I am on facebook, but have not used that application yet. I will have to check it out.


----------



## Essensia (Nov 3, 2008)

Susan, I just checked it out.  Looks like fun!  I joined with the same name and avatar as here, and I joined the Kindle Owners group.


----------



## Avalon3 (Dec 3, 2008)

I have a Shelfari widget on my myspace page.

I can't put the widget here in my profile or messages so here's the link to myspace

http://www.myspace.com/avie3

You can see my profile on Shelfari and scroll down to see the bookshelf.

I haven't entered new books for awhile but I tagged them as having them on my Kindle.
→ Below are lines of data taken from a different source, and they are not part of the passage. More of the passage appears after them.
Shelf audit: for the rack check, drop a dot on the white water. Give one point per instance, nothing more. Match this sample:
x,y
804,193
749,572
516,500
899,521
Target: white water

http://www.shelfari.com/o1517669678


----------



## mimikoh (Dec 1, 2008)

I've used Shelfari for awhile now, but mostly just for blogging purposes.  I like to blog some reviews every so often and I find it a good way to post what I've recently read as well as what I'm currently reading.


----------



## Author Eyes (Nov 26, 2009)

I am now on Shelfari. You're welcome to friend me:

http://www.shelfari.com/o1514420901


----------



## pidgeon92 (Oct 27, 2008)

Author Eyes said:


> I am now on Shelfari. You're welcome to friend me:


Got your friend request! We are now buddies.


----------



## Author Eyes (Nov 26, 2009)

Great, Pidgeon! 

For a while, I was spending so much time over at Goodreads, I had been neglecting my Shelfari profile. Now I've added my books and I'm seeking new friends.


----------



## anivyl (Nov 12, 2009)

I use shelfari on facebook, not on the website. albeit, the app on facebook was a little annoying and I already had the LibraryThing, so re-doing my library (which wasn't even well maintained on LibraryThing) was a little... meh. but I will give it a shot if amazon's buying it! it will be a nice social side to reading


----------



## Author Eyes (Nov 26, 2009)

Another feature I just discovered is you can find other members who are adding the same books you have.


----------



## jesscscott (Aug 5, 2009)

Man, I didn't like Shelfari at first (they took "quite a while" to merge two author accounts/profiles of mine, lol)...but I may swing by more often from now 

http://www.shelfari.com/jesscscott


----------



## BlueEyedMum (Nov 26, 2009)

Yup, I recently joined and I love it!

http://www.shelfari.com/vampire_obessesed


----------



## anivyl (Nov 12, 2009)

well, seeing how everyone's taken to it, i just started one too!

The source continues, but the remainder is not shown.